Orelha derretida e mão atrofiada: trabalhador atacado e queimado na rua relembra pesadelo

Suspeito, que é morador de rua, atacou Gustavo com tíner após ser confrontado por furto de uma bisnaga de mel

22/08/2026 04:35
KEBEC NOGUEIRA/METRÓPOLES @kebecfotografo
Orelha derretida e mão atrofiada: trabalhador atacado e queimado na rua relembra pesadelo

Com a orelha derretida, o tronco coberto por faixas — incluindo braços, mãos e axilas — e marcas vermelhas nas pernas, Gustavo Vitor Coimbra, 31 anos, ainda se recupera das quatro cirurgias as quais foi submetido após ter 40% do corpo incendiado com thinner. O ataque ocorreu em 14 de julho, na Asa Sul, depois que ele tentou impedir o furto de uma bisnaga de mel do quiosque onde trabalhava.

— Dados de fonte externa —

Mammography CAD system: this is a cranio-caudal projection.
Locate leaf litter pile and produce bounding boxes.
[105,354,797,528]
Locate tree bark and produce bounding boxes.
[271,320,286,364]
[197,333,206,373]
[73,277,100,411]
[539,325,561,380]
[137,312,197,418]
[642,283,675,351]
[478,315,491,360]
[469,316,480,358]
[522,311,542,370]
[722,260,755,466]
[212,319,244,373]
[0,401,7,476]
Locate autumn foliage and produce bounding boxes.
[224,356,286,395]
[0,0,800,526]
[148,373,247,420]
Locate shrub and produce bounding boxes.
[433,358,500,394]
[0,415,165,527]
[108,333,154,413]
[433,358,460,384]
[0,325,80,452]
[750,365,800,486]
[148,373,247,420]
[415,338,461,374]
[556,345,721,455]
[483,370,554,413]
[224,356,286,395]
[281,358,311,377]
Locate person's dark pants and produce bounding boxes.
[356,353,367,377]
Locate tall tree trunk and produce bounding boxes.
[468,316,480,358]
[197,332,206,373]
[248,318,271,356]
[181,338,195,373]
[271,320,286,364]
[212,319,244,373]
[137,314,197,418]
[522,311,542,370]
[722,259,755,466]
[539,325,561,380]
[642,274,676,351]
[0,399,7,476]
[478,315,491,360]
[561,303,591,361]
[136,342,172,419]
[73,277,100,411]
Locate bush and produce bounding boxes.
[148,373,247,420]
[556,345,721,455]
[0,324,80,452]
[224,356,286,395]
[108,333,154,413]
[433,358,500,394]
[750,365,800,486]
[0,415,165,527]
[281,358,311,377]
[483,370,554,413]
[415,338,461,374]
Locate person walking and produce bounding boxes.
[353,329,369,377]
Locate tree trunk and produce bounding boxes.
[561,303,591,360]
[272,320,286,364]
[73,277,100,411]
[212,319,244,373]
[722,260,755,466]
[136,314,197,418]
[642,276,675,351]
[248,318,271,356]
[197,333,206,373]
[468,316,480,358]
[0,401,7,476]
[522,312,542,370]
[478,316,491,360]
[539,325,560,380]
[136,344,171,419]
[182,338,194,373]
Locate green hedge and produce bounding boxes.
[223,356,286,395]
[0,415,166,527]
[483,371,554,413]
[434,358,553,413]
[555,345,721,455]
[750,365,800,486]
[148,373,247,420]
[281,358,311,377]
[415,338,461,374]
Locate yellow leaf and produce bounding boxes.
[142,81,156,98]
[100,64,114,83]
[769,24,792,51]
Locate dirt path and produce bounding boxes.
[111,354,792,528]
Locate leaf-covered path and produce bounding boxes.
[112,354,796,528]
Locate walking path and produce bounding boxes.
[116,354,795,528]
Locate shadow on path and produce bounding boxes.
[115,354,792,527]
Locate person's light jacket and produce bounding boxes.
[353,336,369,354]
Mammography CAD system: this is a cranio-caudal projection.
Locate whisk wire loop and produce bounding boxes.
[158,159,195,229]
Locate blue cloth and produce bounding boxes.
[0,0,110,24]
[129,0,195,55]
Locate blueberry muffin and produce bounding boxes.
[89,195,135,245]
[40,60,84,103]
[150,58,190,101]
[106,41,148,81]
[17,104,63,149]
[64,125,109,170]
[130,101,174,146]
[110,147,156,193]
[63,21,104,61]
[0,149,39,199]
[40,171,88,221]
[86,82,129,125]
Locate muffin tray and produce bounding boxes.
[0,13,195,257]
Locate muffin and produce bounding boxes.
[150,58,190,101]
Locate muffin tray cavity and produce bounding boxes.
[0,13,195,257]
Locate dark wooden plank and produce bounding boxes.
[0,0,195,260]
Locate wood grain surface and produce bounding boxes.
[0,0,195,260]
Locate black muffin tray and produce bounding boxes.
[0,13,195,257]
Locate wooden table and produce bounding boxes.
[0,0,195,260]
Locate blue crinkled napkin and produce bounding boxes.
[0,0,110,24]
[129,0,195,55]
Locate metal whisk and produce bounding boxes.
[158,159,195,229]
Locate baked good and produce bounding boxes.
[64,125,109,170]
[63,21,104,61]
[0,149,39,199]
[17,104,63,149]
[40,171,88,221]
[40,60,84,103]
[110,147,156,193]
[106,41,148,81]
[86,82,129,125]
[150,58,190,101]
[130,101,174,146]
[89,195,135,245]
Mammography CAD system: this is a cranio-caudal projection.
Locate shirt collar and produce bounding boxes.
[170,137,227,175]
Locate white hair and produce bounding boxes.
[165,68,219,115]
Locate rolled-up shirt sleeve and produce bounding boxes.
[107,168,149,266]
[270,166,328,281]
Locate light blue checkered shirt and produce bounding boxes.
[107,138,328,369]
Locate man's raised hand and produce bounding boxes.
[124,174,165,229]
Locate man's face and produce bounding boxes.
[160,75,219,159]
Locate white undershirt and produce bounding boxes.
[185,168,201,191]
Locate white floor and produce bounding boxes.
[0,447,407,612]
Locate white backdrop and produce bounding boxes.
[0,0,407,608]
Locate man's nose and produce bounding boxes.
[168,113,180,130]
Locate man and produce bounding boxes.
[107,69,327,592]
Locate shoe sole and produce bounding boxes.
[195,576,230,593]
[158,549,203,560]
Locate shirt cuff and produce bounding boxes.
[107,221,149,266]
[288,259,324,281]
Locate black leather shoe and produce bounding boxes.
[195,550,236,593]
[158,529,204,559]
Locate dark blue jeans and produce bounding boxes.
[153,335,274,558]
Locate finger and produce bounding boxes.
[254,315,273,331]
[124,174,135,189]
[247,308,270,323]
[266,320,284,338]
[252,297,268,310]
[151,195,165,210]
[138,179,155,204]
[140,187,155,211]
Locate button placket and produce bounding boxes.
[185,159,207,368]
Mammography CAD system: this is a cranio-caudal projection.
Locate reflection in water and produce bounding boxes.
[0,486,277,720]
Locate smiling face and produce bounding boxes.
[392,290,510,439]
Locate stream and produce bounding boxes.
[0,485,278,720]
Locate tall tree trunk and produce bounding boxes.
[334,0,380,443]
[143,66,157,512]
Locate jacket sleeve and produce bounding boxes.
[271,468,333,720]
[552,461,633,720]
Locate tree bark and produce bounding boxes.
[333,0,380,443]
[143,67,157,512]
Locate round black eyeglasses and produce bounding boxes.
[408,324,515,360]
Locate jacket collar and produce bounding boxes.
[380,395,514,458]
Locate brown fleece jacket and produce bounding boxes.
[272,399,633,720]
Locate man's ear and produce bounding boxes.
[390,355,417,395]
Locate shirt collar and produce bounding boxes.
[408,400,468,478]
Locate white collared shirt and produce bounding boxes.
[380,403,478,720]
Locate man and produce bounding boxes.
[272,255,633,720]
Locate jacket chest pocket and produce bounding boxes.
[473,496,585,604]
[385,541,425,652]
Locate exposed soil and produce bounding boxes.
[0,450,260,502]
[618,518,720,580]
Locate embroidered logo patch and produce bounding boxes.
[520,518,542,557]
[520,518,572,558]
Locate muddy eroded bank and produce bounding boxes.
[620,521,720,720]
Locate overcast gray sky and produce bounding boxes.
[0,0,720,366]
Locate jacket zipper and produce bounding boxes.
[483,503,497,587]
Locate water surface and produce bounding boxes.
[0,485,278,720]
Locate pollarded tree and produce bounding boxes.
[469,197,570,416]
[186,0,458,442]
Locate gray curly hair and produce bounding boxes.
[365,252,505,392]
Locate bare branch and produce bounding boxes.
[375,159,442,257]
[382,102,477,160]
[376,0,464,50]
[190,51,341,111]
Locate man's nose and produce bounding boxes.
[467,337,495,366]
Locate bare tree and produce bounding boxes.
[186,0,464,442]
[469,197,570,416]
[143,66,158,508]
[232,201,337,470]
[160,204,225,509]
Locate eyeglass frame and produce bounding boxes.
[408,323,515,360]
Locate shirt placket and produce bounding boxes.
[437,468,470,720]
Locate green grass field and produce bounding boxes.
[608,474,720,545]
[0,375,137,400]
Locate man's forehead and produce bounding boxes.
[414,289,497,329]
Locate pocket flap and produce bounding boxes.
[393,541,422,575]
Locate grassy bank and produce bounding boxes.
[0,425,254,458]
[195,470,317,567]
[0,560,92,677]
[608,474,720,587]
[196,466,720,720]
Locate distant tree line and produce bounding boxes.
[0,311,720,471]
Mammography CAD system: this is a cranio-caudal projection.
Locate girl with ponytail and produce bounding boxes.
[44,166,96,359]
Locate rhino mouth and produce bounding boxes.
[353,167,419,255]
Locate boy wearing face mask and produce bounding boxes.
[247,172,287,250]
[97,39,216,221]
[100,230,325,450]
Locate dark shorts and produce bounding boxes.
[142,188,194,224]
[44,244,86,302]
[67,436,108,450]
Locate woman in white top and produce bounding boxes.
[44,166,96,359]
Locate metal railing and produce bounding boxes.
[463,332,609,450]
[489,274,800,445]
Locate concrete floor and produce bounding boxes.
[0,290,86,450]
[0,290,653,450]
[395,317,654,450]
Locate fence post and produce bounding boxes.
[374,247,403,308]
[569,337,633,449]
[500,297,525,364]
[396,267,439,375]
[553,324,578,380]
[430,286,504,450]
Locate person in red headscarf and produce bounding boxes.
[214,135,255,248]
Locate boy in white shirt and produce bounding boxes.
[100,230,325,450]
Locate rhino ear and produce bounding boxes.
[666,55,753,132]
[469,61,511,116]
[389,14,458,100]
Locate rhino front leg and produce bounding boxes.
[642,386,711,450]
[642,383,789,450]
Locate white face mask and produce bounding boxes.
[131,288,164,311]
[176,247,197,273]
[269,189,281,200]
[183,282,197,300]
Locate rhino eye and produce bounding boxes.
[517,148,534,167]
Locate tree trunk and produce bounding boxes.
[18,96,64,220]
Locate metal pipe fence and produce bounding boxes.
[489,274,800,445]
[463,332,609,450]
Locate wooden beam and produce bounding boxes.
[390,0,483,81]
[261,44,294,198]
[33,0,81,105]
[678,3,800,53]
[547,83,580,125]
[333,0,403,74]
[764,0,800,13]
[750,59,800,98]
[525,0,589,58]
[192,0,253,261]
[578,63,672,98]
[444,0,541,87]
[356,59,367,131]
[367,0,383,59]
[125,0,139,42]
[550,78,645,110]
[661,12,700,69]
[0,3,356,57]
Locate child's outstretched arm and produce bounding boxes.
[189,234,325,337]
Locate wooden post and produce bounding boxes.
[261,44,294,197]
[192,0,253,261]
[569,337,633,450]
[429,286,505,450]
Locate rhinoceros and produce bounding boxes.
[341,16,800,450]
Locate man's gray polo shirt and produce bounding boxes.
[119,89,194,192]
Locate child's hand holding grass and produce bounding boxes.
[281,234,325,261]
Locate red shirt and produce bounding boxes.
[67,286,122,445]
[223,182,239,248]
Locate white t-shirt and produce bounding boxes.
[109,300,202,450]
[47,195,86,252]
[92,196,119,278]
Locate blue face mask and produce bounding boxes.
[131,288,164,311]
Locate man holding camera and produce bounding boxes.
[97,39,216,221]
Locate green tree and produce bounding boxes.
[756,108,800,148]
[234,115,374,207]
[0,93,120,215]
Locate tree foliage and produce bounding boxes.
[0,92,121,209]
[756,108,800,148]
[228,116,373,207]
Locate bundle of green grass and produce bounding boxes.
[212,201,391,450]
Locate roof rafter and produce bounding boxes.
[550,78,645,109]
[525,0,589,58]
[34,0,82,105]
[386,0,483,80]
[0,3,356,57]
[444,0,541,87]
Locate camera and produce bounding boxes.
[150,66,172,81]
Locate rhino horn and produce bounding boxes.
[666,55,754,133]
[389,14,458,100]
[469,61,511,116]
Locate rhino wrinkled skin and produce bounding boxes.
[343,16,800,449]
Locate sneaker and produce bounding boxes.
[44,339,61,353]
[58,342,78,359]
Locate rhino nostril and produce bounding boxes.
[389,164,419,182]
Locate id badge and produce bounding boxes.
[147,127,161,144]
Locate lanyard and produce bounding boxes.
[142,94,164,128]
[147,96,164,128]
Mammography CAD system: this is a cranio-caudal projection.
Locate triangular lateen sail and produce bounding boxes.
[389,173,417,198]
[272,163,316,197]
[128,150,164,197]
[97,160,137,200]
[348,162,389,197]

Naquele dia, o expediente havia terminado como de costume. Gustavo trabalhava para um casal de idosos na Asa Sul. Durante o dia, vendia produtos no quiosque do homem e, após o fechamento, ainda ajudava no salão de beleza da mulher. Ele também costumava levar os patrões para casa no carro do casal.

Por volta das 20h, depois de concluir as tarefas, Gustavo se despediu dos chefes e seguiu para o ponto de ônibus. No caminho, no entanto, enquanto passava por um beco, foi atingido por uma paulada na cabeça. Ele caiu e o agressor jogou tíner sobre seu corpo e, em seguida, acendeu um isqueiro.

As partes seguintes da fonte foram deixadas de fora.